About two years ago we cut the cord. The cable cord. We didn’t need cable. Our lives were so much more than television. We’d be able to spend more quality time with each other. As a freaking family.
Cutting the umbilical cord was easier, but those scissors they use are amazingly sharp. I could use a pair of those in my kitchen
I was going to get back to reading every night. Well the nights I didn’t drink. So about every other night. But still, this was going to be so positive. I could just feel it.
Our entire nightly routine would change. We’d all sit down to dinner together without the TV blaring in the background. We’d discuss the goings on in our lives. We’d finally get to know one another.
I was determined to learn more about my kids. Starting with their names. And after soaking them in a calming lavender and vanilla bubble bath, I would gather all of them in my bed in our matching pajamas and read them their favorite bedtime stories.
I felt so superior to my friends who still had cable. I can’t believe you guys are still watching cable TV. Let me guess, you’re still eating gluten too? That was so 2012.
We were going to spend our free time doing every freaking fun activity I have pinned to my “Sh*t Good Moms Do With Their Kids” pinterest board. While eating only carb free snacks. I felt sorry for my friends that weren’t going to enjoy this life changing event with their families.
And all the money we were going to save! Almost $200 a month. What should we do with all of that extra money? Maybe we’ll buy a cable free summer home on the lake to spend more glorious cable free family time together. As a family. Together. Like they do on TV.
I was pumped. It was going to be amazing. Until it wasn’t.
It started out fine. Who needed the news? It’s all so depressing anyway. Who needs to know the weather? Especially when I have the school to call me the next day asking why my kids are in shorts when it’s snowing out.
But it turns out we don’t mesh all that well as a family unit. We don’t have all that much in common. And no one ever really had anything interesting to say. We’re all individuals. Who am I to try to change that?
Before everyone gets all cray in the comments. Yes, we did keep the internet. And yes I’m aware of Netflix. I just couldn’t find a button on the TV for it.

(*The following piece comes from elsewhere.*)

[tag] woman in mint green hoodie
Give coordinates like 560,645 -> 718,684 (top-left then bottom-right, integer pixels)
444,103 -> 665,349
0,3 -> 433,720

And yes, we have enough electronic devices to “stream” stuff. But the kids always had them and by the time they went to bed, said devices were all dead. And since we’re down to one charger for all 18 of them, I never got a chance to watch anything.
My kids were being made fun of for not knowing how to use a remote control. And I’ll be damned if they didn’t learn the torture that is a commercial break. I’m not raising spoiled brats.
After two years living like the Amish, it was time. My only obstacle was getting Beau on board. I didn’t quite know how to approach it. So I handled it the way I handle every serious situation. Over booze.
One night over Christmas break, Beau and I indulged in a few adult beverages. We were sitting on the couch staring at our phones, ignoring one another. It was my big moment. I said, I really miss cable. Beau said, Oh my God so do I, call and get it installed right now.
And I did. Because I do everything my husband tells me to do. I still knew the number by heart.
The tech came out the next day. Like he was sent from the Lord above. We didn’t get the DVR. We’re just easing back into it. But I’m sure it won’t be long. Planning my life around live television programming is no way to live.
Now we sit in different rooms ignoring each other. Every single one of us watching our own shows. It’s amazing. The way family should be.